The most recent Empire State Manufacturing Survey general business-conditions index improved to -4.6 in December from -10.7 in November.
But the negative reading still indicated an industry in contraction for a fifth straight month, the Federal Reserve Bank of New York reported on Dec. 15. A reading below zero represents a decline in manufacturing activity while a positive number shows expansion.
The general business-conditions index stood at -11.4 in October, -14.7 in September, and -14.9 in August.
This latest survey indicates some “improvement” over the last few months, says Randall Wolken, president of the Manufacturers Association of Central New York (MACNY)
“Overall, I thought it was a better report than the last few we’ve seen,” says Wolken.
The December survey found nearly 25 percent of respondents reported that conditions had improved over the month, while 29 percent said that conditions had worsened.
Economists say manufacturers are struggling amid factors like the strong dollar, tepid global economy, and low prices for oil and other commodities.
On the bright side, the latest Empire State survey suggested improvement in the months ahead.
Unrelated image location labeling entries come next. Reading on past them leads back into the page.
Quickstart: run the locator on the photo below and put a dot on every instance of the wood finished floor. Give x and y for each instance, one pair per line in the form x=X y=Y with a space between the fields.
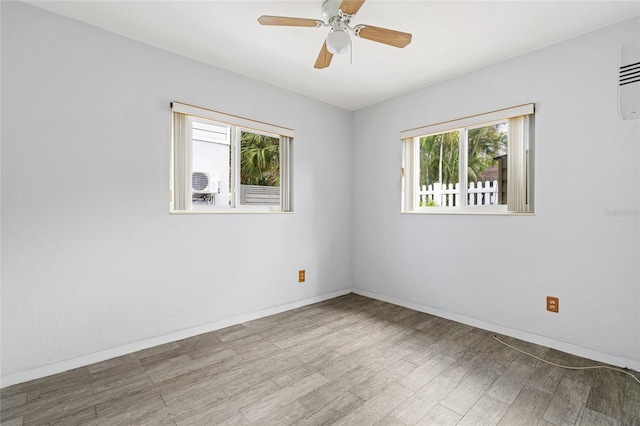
x=346 y=361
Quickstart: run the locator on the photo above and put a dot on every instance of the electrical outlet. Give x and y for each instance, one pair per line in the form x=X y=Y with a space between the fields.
x=553 y=304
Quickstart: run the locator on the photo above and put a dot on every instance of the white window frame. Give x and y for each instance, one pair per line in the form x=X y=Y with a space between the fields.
x=181 y=161
x=411 y=161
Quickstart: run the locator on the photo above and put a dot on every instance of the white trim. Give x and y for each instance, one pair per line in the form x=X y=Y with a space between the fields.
x=230 y=119
x=473 y=120
x=59 y=367
x=518 y=334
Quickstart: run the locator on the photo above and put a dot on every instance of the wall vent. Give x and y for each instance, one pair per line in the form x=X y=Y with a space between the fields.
x=629 y=81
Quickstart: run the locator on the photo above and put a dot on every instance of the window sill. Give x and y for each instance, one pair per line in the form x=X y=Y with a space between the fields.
x=467 y=212
x=224 y=212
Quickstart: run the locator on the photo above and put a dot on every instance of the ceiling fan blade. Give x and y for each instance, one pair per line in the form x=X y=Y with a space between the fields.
x=288 y=22
x=383 y=35
x=351 y=7
x=324 y=58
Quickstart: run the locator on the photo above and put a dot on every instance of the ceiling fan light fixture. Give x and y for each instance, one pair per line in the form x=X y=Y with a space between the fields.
x=338 y=41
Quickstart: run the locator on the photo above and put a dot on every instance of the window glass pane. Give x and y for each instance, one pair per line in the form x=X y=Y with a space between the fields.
x=211 y=153
x=487 y=165
x=439 y=170
x=259 y=169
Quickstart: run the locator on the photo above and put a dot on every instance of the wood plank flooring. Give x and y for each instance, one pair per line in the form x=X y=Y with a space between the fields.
x=346 y=361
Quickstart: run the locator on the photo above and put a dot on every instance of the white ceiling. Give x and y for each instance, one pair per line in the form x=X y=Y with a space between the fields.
x=450 y=38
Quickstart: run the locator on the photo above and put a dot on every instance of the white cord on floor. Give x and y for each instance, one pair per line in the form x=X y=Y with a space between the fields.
x=566 y=366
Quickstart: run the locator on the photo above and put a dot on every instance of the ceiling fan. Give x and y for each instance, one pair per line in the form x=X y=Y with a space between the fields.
x=337 y=14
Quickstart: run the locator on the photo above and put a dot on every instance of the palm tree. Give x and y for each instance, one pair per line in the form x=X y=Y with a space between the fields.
x=485 y=143
x=439 y=155
x=259 y=160
x=439 y=160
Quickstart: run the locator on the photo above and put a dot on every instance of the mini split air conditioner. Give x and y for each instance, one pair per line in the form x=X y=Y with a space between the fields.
x=205 y=183
x=629 y=81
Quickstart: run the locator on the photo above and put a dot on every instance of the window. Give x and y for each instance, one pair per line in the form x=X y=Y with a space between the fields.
x=481 y=163
x=225 y=163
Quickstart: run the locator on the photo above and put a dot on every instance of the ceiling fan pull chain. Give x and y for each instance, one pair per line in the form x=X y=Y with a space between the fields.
x=350 y=51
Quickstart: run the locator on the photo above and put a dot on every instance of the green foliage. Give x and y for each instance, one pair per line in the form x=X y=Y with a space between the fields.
x=484 y=144
x=428 y=203
x=259 y=160
x=431 y=147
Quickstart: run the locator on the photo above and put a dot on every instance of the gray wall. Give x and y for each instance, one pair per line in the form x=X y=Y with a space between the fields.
x=495 y=271
x=91 y=258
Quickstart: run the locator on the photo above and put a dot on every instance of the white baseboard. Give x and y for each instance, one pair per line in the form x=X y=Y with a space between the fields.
x=522 y=335
x=59 y=367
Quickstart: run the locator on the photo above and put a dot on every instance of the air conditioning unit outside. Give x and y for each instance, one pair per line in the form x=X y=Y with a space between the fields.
x=205 y=183
x=629 y=81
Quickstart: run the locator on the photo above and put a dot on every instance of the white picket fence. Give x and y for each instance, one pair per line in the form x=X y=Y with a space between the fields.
x=479 y=193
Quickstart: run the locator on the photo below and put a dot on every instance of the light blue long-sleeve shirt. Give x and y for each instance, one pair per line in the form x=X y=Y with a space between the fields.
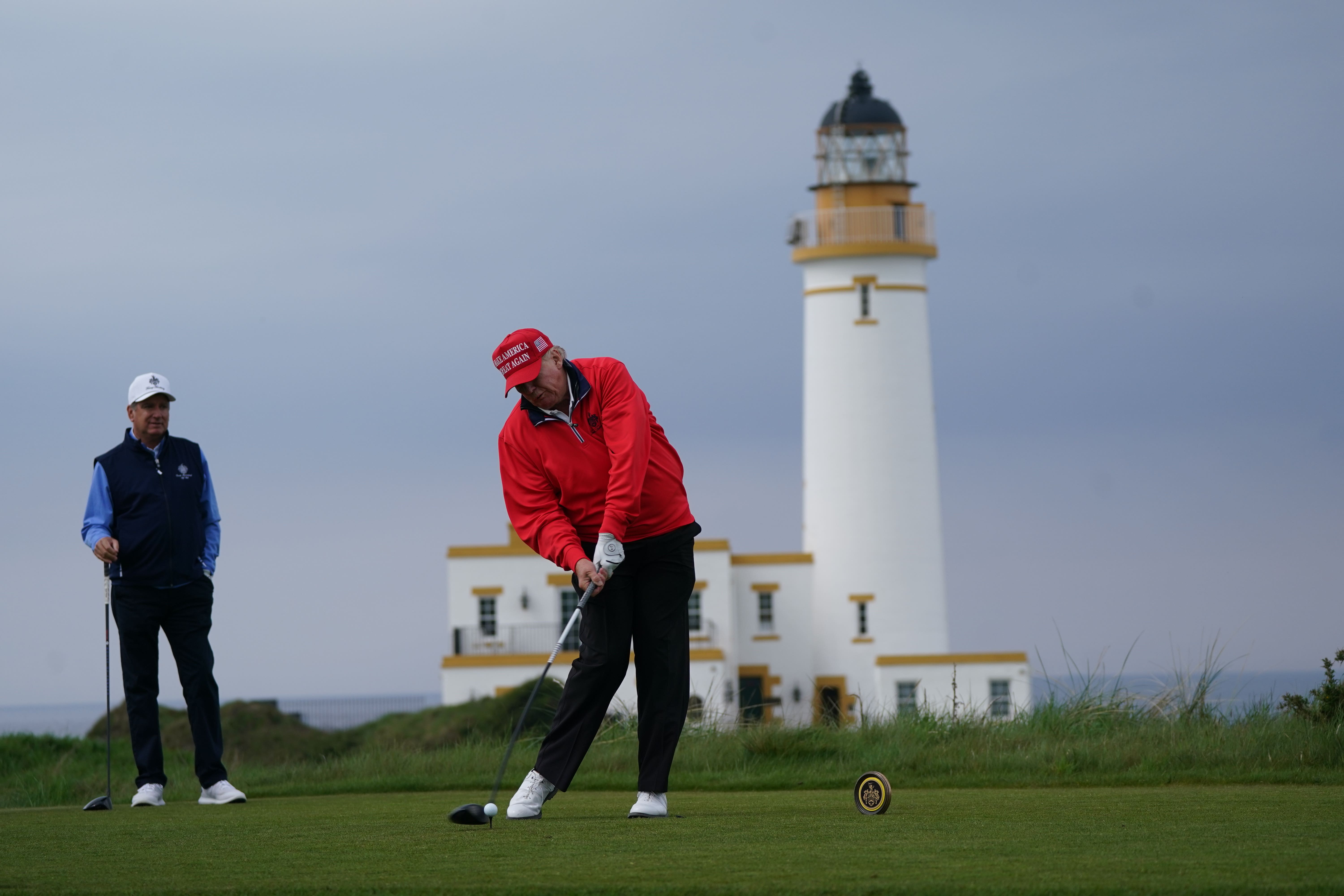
x=99 y=511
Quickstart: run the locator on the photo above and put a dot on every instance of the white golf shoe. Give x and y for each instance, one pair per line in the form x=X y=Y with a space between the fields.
x=528 y=803
x=650 y=807
x=221 y=793
x=149 y=796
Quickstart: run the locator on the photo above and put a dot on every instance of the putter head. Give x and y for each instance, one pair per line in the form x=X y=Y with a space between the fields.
x=470 y=815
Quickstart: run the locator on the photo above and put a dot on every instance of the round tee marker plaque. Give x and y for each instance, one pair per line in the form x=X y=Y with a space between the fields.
x=873 y=793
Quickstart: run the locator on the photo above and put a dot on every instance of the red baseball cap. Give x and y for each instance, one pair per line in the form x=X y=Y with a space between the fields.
x=518 y=357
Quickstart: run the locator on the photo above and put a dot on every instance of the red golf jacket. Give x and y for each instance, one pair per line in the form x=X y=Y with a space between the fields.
x=611 y=469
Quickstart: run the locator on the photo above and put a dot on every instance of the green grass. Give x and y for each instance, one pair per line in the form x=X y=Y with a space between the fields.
x=1052 y=746
x=1134 y=840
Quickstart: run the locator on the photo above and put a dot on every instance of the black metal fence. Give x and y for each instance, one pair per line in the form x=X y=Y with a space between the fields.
x=337 y=714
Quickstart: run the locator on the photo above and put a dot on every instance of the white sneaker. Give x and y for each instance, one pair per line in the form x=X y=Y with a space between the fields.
x=650 y=807
x=220 y=795
x=149 y=796
x=528 y=803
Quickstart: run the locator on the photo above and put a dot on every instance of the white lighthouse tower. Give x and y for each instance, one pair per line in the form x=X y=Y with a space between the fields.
x=872 y=510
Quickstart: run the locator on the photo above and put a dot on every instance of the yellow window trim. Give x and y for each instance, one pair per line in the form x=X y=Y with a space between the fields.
x=768 y=559
x=948 y=659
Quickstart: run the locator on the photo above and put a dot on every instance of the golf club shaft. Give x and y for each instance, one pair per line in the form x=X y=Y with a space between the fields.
x=107 y=666
x=522 y=718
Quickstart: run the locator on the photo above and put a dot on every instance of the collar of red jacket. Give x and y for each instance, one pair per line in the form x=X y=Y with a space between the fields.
x=579 y=386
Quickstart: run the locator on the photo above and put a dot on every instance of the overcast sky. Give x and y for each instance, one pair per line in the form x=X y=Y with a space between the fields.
x=319 y=218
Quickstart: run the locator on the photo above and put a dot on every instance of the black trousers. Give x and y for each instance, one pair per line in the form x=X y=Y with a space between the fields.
x=644 y=601
x=185 y=617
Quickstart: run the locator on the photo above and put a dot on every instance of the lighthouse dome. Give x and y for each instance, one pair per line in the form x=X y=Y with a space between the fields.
x=861 y=107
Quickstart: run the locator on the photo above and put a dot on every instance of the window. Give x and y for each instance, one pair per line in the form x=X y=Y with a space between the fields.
x=489 y=627
x=908 y=698
x=898 y=222
x=1001 y=703
x=765 y=610
x=569 y=600
x=752 y=698
x=831 y=706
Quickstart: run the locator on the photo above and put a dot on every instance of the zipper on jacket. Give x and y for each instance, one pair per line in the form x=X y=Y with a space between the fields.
x=163 y=484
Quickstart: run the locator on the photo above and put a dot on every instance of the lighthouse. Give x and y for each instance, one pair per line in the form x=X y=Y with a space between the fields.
x=855 y=624
x=872 y=507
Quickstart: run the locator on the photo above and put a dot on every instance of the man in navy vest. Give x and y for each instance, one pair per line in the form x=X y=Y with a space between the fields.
x=154 y=522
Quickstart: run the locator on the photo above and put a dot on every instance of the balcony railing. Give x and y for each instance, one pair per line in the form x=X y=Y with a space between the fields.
x=476 y=641
x=866 y=225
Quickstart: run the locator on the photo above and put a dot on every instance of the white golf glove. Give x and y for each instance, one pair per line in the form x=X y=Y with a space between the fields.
x=610 y=554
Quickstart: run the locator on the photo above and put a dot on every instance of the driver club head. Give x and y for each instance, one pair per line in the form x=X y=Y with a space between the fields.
x=470 y=815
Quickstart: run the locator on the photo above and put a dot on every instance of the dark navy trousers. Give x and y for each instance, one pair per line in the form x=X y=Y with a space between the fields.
x=185 y=617
x=647 y=602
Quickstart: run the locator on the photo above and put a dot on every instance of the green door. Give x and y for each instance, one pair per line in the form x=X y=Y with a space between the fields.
x=752 y=698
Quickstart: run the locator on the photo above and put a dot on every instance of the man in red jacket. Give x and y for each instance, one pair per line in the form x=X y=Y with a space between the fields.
x=589 y=473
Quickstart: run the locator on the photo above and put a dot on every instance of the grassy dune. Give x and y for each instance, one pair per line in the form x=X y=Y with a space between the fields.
x=1079 y=742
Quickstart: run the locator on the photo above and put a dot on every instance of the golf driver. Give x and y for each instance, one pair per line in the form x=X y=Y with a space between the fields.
x=106 y=801
x=475 y=813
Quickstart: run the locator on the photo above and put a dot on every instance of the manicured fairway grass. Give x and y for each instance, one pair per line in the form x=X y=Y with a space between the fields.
x=1169 y=840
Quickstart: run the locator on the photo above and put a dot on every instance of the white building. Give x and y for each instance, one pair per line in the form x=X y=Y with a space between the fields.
x=857 y=624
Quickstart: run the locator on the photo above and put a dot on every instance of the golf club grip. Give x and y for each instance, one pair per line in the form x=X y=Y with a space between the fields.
x=522 y=718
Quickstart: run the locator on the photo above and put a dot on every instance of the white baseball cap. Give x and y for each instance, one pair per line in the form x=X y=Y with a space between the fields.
x=149 y=385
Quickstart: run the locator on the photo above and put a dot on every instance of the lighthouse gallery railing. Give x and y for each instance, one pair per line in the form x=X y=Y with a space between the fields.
x=865 y=225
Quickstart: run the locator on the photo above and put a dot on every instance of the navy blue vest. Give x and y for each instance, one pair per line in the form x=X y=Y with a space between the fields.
x=157 y=514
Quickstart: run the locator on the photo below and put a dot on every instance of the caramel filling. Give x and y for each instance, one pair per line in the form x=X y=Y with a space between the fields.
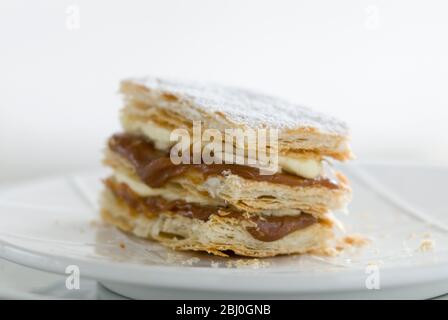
x=266 y=228
x=155 y=168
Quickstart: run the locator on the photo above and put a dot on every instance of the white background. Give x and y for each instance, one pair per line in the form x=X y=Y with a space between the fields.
x=380 y=65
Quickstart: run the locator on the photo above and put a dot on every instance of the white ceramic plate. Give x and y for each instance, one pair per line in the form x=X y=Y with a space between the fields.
x=52 y=223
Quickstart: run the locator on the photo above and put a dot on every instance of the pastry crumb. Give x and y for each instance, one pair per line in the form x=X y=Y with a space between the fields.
x=426 y=245
x=349 y=241
x=247 y=263
x=355 y=240
x=191 y=261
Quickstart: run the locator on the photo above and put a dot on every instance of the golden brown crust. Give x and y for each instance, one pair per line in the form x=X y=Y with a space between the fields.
x=252 y=196
x=217 y=235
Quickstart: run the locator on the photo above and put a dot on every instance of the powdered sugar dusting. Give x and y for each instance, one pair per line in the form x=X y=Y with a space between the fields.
x=246 y=107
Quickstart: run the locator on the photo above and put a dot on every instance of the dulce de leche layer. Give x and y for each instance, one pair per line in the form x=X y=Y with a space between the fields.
x=266 y=228
x=155 y=167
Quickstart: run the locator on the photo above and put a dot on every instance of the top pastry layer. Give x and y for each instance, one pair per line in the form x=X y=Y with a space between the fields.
x=222 y=107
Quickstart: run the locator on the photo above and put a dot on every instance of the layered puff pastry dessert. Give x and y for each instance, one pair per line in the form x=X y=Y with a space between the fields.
x=224 y=207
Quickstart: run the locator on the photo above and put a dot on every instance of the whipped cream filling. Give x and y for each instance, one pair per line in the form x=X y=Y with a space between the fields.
x=309 y=168
x=169 y=193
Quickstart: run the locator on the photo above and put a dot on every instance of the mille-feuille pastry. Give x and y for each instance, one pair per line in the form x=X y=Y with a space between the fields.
x=220 y=207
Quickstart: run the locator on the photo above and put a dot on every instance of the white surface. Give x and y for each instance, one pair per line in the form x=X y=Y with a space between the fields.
x=380 y=65
x=51 y=232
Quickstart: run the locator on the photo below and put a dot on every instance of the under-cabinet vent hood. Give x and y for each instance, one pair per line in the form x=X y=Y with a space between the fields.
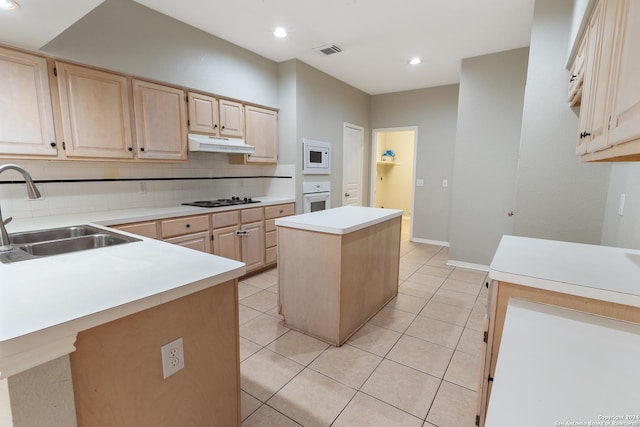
x=214 y=144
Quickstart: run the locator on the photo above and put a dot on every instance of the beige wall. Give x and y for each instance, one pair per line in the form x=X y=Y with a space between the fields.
x=394 y=182
x=433 y=111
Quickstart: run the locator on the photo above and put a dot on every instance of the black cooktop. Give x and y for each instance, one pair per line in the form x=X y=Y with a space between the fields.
x=222 y=202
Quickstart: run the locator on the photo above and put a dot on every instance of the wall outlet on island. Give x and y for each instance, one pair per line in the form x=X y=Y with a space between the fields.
x=172 y=357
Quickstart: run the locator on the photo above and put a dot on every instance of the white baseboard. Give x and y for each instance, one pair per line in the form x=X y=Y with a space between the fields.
x=469 y=265
x=429 y=241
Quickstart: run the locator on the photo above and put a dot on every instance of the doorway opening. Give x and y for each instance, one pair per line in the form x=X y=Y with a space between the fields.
x=393 y=171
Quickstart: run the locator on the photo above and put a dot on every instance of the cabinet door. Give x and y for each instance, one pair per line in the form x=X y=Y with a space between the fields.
x=593 y=124
x=161 y=120
x=226 y=243
x=96 y=119
x=625 y=113
x=253 y=245
x=196 y=241
x=231 y=119
x=26 y=114
x=261 y=130
x=203 y=114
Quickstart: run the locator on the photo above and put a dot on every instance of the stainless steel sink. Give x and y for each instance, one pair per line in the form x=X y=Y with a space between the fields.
x=52 y=234
x=56 y=241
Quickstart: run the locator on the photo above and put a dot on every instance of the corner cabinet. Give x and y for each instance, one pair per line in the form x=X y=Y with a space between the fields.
x=161 y=121
x=95 y=113
x=26 y=119
x=609 y=123
x=231 y=118
x=203 y=114
x=261 y=131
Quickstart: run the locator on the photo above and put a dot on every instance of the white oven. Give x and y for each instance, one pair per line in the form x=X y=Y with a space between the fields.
x=316 y=157
x=317 y=196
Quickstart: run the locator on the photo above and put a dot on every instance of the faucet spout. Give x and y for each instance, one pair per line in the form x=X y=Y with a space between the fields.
x=32 y=191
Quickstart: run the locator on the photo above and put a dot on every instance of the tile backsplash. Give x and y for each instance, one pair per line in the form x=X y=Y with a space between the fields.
x=145 y=185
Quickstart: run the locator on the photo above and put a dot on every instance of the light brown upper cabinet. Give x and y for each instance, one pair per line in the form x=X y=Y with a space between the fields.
x=161 y=121
x=231 y=118
x=94 y=107
x=609 y=123
x=203 y=114
x=261 y=132
x=26 y=118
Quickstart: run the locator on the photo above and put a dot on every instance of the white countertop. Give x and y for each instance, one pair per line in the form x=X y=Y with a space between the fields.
x=342 y=220
x=45 y=302
x=592 y=271
x=559 y=366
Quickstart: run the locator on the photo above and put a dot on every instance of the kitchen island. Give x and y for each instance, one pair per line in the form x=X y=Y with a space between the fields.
x=337 y=268
x=80 y=336
x=562 y=334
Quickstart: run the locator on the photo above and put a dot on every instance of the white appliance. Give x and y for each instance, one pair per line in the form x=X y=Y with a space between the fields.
x=317 y=196
x=316 y=157
x=215 y=144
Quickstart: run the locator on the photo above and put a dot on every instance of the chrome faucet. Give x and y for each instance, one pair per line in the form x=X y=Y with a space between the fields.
x=32 y=191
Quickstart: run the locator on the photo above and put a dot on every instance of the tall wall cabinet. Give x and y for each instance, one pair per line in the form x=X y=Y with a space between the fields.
x=61 y=111
x=26 y=113
x=604 y=83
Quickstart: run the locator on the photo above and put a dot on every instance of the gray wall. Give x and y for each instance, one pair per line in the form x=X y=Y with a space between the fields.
x=557 y=197
x=486 y=153
x=124 y=36
x=623 y=230
x=434 y=112
x=323 y=105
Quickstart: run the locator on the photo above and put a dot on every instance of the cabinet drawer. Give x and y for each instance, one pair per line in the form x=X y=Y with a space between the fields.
x=188 y=225
x=146 y=229
x=271 y=238
x=278 y=211
x=224 y=219
x=271 y=255
x=251 y=215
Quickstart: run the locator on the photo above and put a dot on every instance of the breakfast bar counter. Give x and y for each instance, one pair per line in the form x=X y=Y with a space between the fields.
x=337 y=268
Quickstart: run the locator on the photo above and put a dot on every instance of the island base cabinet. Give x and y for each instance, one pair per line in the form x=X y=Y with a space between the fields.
x=117 y=367
x=332 y=284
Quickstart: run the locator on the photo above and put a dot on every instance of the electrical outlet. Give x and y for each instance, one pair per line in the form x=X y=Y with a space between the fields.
x=172 y=357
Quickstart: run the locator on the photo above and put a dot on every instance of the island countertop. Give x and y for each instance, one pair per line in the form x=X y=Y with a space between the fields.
x=341 y=220
x=45 y=302
x=592 y=271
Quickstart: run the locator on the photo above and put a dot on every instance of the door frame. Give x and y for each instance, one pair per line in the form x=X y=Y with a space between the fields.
x=345 y=125
x=373 y=166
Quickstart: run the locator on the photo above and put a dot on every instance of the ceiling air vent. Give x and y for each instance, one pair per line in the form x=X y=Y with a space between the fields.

Indexes for the six-month outlook increased “markedly” in December, suggesting “more widespread optimism” about future business conditions, according to the New York Fed.
The index for future-business conditions jumped 18 points to 38.5, and the indexes for future new orders and future shipments also rose “sharply.”
“I’ve had members say they expect a better 2016, or if they’ve had a good 2015, [an] even better 2016,” says Wolken.
Inside the report
The new-orders index remained negative at -5.1, suggesting that orders continued to fall. But, the shipments index rose almost 10 points to 5.5, marking the first increase in shipments since the summer.
The unfilled-orders index edged up 2 points to -16.2, and the delivery-time index rose nearly 3 points to -8.1.
The inventories index increased 5 points to -12.1, indicating ongoing reduction in inventory levels.
The prices-paid index was “little changed” at 4.0, suggesting that input prices continued to “increase slightly.”
Selling prices declined for a fourth consecutive month, with the prices-received index remaining close to recent levels at -4.0.
Labor-market conditions deteriorated “noticeably,” the New York Fed said.
The index for number of employees, negative for a fourth consecutive month, fell 9 points to -16.2, and the average-workweek index plunged 13 points to -27.3, its lowest level since early 2009.
But respondents expect labor-market conditions to improve a little, with the index for expected number of employees “little changed” at 15.2 and the index for expected workweek rising to 10.1.
The capital-expenditures index advanced 3 points to 16.2, and the technology-spending index increased 7 points to 9.1.
“The companies that expect growth or continued optimism will spend in technology and capital, so … part of that optimistic outlook is their willingness to continue and even increase investments,” says Wolken.
The New York Fed distributes the Empire State Manufacturing Survey on the first day of each month to the same pool of about 200 manufacturing executives in New York. On average, about 100 executives return responses.